Nouriel Roubini, the once obscure New York University economics professor, who two years ago predicted the current global financial crisis and recession, said the worst is still ahead for the U.S. economy and for economies around the world.

"In the next few months, the macroeconomic news and earnings reports from around the world will be much worse than expected," Roubini wrote in a column for Bloomberg News, adding that the aforementioned will put downward pressure on prices of risky assets.

Further, Roubini said the U.S. economy will remain in recession through at least the end of 2009, with only a mild recovery starting in 2010 -- with GDP growth in the initial recovery year of 1%. For 2009, Roubini also forecasts continued recessions for the United Kingdom, euro zone, Japan and Canada. Russia will also fall into recession, as will Brazil, and China will experience a hard landing, with growth slowing to 5%, he said. India's economy also will slow substantially.


Soothsayer or sensationalism?


But is Roubini exaggerating the likely depth and length of the recession or is he on the mark regarding U.S. and global economic conditions? BloggingStocks asked two economists, David H. Wang and Peter Dawson, to evaluate Dr. Doom's latest analysis.

Wang said Roubini's analysis has been more-accurate than most economists' he's surveyed. "Roubini's projections about China's economy have been more accurate than my own, and I follow China's economy closely," Wang said. "I did not project nor see the degree to which a slowdown in U.S. imports would slow China's economy."

Dawson said Roubini saw, from a theoretical standpoint, the danger that reckless and destructive leverage posed for the financial system and the global economy before others did.

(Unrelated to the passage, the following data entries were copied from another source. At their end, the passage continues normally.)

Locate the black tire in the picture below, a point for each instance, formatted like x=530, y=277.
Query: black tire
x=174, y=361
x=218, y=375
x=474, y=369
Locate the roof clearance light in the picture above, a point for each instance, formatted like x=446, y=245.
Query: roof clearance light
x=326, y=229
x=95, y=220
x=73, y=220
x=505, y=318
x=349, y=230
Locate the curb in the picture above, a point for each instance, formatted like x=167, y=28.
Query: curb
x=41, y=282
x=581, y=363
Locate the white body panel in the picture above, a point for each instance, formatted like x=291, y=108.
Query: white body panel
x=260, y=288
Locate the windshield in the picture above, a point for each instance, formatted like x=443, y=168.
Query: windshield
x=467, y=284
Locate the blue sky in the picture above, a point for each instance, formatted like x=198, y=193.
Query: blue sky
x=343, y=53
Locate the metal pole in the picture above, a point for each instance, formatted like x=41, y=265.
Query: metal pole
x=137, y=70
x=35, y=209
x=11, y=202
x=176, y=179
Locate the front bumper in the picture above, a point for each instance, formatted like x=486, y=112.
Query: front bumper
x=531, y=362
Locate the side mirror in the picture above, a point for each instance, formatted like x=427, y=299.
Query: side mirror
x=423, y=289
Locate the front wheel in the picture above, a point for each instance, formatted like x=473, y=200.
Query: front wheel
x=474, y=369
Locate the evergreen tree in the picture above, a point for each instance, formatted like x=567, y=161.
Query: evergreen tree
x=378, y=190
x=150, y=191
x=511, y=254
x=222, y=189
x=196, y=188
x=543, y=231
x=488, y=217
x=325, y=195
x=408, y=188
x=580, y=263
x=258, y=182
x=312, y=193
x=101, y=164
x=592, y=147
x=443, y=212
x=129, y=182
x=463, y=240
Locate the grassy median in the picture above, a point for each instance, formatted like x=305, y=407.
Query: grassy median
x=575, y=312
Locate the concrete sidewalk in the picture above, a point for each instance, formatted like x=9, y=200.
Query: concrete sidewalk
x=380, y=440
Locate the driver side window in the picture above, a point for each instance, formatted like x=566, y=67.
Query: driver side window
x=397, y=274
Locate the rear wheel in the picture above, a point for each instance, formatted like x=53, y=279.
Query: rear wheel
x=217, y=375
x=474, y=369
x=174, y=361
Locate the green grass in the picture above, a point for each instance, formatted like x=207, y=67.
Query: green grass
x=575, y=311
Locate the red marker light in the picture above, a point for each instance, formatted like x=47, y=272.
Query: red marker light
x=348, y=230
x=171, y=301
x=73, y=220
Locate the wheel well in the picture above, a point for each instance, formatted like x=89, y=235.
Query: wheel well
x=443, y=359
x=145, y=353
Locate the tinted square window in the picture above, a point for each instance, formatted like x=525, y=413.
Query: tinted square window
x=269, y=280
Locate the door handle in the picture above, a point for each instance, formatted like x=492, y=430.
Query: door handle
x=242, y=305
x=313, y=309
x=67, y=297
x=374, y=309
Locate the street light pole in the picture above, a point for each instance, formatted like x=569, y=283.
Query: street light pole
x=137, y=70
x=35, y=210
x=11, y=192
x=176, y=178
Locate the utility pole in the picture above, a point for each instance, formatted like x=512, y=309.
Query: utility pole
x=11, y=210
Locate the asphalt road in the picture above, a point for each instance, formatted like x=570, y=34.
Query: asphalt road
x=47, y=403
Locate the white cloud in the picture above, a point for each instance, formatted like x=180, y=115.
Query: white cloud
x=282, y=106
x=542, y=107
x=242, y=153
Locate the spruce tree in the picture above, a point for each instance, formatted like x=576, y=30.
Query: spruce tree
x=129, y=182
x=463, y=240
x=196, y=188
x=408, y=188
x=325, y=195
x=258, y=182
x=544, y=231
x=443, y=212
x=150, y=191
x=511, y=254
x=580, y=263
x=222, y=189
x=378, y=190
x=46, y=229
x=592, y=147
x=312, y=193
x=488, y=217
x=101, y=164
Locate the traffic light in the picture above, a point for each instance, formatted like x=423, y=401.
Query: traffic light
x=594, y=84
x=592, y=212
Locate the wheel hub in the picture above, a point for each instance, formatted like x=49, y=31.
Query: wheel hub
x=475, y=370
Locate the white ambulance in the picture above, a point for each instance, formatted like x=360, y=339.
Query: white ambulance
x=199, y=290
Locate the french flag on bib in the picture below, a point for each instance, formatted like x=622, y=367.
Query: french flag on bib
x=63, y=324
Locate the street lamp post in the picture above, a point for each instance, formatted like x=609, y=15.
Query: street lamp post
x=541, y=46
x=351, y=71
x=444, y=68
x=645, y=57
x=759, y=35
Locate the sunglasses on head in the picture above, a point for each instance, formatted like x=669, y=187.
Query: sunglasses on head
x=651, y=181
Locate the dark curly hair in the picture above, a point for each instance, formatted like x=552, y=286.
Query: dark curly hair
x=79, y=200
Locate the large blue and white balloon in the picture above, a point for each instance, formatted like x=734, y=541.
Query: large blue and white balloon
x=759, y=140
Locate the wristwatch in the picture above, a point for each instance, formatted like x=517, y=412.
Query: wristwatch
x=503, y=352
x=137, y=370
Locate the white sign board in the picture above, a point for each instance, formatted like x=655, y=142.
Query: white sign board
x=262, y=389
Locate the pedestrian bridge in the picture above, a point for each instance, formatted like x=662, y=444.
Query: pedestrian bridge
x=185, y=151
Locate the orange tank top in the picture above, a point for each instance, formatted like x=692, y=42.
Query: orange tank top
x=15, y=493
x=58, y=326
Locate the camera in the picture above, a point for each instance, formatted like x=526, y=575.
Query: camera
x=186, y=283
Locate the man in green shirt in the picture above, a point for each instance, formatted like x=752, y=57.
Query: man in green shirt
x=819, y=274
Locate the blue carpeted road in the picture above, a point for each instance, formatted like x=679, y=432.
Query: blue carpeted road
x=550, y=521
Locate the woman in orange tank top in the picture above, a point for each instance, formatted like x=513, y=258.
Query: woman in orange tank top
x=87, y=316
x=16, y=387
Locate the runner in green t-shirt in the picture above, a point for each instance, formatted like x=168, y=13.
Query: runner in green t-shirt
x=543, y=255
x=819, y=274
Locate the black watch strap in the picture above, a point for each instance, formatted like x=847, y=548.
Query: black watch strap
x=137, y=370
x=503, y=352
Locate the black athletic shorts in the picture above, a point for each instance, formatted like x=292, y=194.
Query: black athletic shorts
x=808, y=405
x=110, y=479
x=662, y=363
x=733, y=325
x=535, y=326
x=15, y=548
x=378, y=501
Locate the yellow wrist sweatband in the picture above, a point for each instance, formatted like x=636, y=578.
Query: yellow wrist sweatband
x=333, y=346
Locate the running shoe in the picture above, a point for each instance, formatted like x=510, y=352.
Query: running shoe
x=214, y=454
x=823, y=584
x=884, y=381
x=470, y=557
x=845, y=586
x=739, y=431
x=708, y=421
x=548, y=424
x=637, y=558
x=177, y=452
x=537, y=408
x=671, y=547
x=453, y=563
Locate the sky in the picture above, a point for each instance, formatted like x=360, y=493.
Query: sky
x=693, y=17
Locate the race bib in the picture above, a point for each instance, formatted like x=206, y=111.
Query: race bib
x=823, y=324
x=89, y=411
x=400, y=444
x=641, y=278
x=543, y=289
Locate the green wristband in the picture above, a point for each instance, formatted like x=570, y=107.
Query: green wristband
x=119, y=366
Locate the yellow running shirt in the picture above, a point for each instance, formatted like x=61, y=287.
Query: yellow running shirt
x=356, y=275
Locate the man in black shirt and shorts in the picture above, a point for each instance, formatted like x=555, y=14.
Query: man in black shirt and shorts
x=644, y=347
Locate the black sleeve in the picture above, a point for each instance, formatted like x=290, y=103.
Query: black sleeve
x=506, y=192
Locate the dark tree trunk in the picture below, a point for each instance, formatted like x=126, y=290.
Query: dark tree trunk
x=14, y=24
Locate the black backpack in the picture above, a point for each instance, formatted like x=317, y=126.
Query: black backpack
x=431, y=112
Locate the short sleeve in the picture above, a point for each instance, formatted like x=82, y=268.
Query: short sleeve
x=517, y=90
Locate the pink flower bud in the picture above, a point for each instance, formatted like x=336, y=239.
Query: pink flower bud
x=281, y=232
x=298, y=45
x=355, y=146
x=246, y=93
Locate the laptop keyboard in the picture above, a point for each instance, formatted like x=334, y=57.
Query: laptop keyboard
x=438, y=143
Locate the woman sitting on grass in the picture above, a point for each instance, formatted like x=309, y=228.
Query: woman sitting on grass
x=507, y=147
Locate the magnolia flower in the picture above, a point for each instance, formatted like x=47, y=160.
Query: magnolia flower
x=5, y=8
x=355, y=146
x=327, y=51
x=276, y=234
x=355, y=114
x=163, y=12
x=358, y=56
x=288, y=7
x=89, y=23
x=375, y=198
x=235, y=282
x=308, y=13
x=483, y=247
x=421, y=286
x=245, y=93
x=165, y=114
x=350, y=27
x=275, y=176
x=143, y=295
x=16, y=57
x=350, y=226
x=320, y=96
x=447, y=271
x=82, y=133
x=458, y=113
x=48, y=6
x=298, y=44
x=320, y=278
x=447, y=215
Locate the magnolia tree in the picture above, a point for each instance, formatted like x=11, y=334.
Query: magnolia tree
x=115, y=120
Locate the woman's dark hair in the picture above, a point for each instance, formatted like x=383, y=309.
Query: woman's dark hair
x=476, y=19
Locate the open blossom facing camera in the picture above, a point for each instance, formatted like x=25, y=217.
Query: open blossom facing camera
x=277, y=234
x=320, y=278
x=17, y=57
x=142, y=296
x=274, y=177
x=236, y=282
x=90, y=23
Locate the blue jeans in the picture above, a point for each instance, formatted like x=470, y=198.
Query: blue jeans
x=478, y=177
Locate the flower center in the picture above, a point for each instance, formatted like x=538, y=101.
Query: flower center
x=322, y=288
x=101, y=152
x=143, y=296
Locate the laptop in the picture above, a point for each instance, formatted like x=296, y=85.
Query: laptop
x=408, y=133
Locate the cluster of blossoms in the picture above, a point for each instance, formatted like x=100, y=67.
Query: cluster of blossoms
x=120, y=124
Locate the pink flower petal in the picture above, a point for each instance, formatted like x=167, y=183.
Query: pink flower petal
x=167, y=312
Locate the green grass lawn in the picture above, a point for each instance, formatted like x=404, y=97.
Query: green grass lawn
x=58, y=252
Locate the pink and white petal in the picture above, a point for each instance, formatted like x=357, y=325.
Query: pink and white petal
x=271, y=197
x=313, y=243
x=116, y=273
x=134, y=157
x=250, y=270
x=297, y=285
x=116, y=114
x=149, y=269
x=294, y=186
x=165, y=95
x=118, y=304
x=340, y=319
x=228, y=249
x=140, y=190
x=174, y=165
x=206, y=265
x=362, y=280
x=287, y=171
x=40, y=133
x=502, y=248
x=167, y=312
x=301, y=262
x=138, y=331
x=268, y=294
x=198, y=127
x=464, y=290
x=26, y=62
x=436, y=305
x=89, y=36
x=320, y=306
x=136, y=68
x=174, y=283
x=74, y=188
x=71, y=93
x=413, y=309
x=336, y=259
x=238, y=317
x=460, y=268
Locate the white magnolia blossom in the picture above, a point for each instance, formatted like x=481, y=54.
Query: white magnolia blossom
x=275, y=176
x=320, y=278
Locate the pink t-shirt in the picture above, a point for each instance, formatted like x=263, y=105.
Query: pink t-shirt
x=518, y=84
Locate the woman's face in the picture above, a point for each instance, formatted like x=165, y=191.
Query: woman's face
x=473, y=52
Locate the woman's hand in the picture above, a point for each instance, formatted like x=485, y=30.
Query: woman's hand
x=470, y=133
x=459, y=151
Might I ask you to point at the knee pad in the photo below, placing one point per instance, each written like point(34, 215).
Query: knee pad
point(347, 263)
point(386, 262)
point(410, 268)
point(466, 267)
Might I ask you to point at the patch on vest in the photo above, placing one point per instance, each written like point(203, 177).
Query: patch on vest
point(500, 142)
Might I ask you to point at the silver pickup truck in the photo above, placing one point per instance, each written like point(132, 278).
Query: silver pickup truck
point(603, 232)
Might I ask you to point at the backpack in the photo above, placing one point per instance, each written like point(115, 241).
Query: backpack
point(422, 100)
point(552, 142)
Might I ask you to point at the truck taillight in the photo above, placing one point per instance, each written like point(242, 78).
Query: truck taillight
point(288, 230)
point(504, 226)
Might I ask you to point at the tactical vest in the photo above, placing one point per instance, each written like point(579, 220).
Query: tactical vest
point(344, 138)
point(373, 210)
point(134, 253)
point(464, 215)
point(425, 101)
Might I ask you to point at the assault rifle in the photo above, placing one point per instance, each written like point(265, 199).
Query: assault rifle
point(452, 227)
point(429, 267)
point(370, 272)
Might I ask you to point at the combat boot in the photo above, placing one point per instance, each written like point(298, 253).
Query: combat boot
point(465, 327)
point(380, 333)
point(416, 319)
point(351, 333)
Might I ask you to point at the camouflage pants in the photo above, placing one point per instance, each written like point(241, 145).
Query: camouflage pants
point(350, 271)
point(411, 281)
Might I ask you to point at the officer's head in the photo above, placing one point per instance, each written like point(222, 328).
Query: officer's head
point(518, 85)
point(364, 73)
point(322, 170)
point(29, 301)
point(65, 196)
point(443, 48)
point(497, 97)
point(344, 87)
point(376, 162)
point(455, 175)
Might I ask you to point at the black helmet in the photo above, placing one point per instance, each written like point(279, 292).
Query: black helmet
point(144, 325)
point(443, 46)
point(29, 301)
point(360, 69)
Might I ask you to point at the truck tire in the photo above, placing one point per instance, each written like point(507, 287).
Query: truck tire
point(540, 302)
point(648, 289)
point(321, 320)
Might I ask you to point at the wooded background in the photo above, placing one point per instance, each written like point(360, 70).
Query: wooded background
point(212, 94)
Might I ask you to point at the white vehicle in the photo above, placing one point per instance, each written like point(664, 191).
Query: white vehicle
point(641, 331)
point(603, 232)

"A majority of the analysis a year ago was talking about the problem of excess leverage in housing, but Roubini was talking about the abuse of leverage in housing [mortgages], hedge funds [trading], commodities [trading], and private equity [deals driven by fees and the availability of money, not operational metrics] years before anyone else was. The bursting of the housing bubble triggered the financial crisis, but it's been excesses of leverage and debt system-wide that has led to the conditions we face today. So Roubini has been on the mark."

Grading the predictor

On a prediction accuracy scale of 1 to 10 (1 being least, 10 being most or metaphysical certitude), Wang gives Roubini an 8.5; Dawson gives Roubini a 9.

And like Roubini, Wang and Dawson also favor a large U.S. fiscal stimulus package, upwards of $850 billion, along with much more quantitative easing by the Fed, to jump-start demand and get the U.S. economy moving again.

Economic Analysis: Here's hoping Roubini, Wang and Dawson are all wrong. San Francisco Federal Reserve Bank President Janet Yellen doesn't think so: she said this will not be a garden-variety recession. Bottom line: Get the fiscal stimulus package passed and signed into law ASAP, after the inauguration of the new president.